The FDA recently said it was illegal to age cheese on wooden boards; in the face of an outcry, it retreated -- kind of.

It still says it plans to "engage with the artisanal cheese-making community to determine whether certain types of cheeses can safely be made by aging them on wooden shelving," which means it still might determine that they can't. Cheese fans beware: the threat still looms.

Writing at Forbes, Greg McNeal calls it a victory and a lesson:

When government officials make pronouncements that don’t seem grounded in law or policy, and threaten your livelihood with an enforcement action, you must organize and fight back .  While specialized industries may think that nobody cares, the fight over aged cheese proves that people’s voices can be heard.

But Walter Olson of Overlawyered points out that fine cheese has a particularly articulate and influential constituency interested in its product and knowledgable about it -- and not all industries have that resource.

Sometimes fighting back over a particular product is successful. Sometimes, as we were recently reminded by the Buckyballs case , it isn't.

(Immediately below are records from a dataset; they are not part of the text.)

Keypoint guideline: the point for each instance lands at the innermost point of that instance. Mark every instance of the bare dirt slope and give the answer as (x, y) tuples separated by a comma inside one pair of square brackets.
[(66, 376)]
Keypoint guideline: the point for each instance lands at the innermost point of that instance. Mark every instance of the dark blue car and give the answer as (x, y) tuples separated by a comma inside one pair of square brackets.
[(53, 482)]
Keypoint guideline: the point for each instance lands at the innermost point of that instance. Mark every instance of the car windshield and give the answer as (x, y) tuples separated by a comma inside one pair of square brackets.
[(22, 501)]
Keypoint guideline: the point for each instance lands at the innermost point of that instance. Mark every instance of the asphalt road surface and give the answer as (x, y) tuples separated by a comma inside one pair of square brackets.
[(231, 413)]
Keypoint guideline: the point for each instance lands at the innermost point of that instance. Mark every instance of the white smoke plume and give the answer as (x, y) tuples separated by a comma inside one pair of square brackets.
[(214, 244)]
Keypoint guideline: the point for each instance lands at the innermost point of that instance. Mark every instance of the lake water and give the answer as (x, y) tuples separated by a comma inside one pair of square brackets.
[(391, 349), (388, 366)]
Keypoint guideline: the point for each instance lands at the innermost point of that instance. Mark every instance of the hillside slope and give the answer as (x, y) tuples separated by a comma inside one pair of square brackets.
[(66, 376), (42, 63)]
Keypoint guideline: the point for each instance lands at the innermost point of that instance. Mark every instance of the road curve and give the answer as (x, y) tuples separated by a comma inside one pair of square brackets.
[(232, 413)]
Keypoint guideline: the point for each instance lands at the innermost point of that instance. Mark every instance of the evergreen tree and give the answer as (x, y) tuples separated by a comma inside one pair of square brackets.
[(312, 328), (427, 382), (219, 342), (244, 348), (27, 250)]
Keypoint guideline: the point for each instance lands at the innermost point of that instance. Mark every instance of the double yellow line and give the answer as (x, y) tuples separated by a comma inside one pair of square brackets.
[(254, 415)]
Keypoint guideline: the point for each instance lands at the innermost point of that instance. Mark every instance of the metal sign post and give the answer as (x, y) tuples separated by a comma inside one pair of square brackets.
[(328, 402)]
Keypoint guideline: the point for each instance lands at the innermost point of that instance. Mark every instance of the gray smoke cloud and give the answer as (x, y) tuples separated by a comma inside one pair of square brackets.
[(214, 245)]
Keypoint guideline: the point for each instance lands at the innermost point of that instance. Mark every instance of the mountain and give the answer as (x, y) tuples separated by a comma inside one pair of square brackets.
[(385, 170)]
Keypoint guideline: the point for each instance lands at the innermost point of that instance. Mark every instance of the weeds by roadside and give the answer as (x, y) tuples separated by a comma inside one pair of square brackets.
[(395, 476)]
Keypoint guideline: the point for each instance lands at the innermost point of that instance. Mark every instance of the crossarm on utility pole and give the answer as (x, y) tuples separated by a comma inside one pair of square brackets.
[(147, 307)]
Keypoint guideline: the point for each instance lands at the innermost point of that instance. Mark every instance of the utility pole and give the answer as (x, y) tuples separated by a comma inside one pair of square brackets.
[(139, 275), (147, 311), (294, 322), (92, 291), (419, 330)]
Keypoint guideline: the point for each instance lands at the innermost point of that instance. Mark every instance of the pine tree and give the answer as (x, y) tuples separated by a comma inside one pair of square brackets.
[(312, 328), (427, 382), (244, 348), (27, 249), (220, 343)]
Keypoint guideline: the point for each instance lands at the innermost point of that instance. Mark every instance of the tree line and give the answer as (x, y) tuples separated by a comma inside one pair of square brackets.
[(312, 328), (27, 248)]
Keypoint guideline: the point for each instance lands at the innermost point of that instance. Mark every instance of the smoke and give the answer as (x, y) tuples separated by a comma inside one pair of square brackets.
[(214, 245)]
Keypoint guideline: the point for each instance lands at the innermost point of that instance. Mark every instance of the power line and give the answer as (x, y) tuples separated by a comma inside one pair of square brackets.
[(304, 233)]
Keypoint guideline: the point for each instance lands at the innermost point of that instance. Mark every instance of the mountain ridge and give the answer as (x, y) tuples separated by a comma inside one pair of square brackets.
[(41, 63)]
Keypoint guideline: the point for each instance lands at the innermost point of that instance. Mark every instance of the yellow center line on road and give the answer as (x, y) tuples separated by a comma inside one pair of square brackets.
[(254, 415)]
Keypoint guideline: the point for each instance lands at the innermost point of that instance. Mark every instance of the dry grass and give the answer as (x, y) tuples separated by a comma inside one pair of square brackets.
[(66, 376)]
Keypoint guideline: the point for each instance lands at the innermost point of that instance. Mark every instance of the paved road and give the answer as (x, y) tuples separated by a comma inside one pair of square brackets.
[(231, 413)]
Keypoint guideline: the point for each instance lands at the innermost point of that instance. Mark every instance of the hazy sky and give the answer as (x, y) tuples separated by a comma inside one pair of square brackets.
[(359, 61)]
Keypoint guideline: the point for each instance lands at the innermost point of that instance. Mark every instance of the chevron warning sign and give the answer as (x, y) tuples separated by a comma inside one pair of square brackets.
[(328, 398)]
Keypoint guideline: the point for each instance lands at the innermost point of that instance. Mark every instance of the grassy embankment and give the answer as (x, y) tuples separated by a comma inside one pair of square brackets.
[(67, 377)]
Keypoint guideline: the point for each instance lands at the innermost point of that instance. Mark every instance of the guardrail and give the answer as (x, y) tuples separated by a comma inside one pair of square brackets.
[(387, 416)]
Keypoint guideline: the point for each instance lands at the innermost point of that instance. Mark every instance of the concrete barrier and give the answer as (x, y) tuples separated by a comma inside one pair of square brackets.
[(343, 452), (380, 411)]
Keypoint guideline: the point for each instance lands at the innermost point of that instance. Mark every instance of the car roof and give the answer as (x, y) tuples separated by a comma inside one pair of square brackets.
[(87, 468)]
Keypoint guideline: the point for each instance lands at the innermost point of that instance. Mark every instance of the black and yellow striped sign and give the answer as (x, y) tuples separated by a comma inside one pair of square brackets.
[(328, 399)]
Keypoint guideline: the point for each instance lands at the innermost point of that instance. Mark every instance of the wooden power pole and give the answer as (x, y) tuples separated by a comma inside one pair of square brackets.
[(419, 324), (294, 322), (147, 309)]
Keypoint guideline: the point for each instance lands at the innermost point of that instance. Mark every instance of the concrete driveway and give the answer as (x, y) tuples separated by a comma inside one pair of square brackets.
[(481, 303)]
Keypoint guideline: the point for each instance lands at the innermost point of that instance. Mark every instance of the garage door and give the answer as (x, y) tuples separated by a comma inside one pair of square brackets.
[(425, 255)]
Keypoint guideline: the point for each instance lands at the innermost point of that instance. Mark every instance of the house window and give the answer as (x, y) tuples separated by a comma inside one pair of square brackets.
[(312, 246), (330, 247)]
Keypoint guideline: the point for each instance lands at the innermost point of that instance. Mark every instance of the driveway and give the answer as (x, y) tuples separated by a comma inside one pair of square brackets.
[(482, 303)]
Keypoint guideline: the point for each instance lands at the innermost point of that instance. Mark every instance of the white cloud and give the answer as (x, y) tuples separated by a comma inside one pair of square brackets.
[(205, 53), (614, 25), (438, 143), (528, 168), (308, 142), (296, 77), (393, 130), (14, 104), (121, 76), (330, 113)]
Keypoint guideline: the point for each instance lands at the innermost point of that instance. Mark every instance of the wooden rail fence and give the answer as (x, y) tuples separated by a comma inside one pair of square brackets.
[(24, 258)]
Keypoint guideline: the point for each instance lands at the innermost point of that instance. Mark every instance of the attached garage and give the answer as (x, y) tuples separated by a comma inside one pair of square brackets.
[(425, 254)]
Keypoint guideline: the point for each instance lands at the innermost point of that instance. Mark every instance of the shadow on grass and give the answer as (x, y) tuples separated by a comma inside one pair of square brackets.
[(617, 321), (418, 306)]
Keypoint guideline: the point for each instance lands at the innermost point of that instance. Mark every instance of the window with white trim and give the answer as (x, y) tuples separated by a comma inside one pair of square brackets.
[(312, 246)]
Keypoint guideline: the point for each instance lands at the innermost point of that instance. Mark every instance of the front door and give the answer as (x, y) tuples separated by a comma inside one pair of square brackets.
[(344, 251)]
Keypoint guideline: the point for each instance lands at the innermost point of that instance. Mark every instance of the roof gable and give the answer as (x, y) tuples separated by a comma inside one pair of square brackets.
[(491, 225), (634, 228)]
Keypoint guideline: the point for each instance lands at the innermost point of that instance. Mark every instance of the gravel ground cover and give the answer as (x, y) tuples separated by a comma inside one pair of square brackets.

And sometimes even a victory in one forum leaves regulators to fight in another, as when the IRS surrendered to the Institute for Justice in its court battle over licensing tax preparers, only to ask Congress to grant it the power the agency had claimed it already had.

In the long run, only a principle of individual rights can protect everyone. When we recognize that everyone has an interest in everyone else's freedom -- including everyone else's freedom to buy and sell products we ourselves don't want to make or use -- we know that we have reason to care about the issue even when the product in question doesn't interest us. If most people recognized that, the government would know it had to respect freedom, even in the case of products without influential constituencies.

Many fans of fine cheese are progressives, and I hope they learn something from this: When the government looks out for your safety and not your freedom, it may try to take away things you value. Even if you fight back, you may lose, and even if you seem to have won, you may lose soon thereafter. And even if the fans of fine cheese succeed in protecting it, there is probably some other product you like that doesn't have so many influential fans. If you want to protect the things you value, you need the principles of freedom.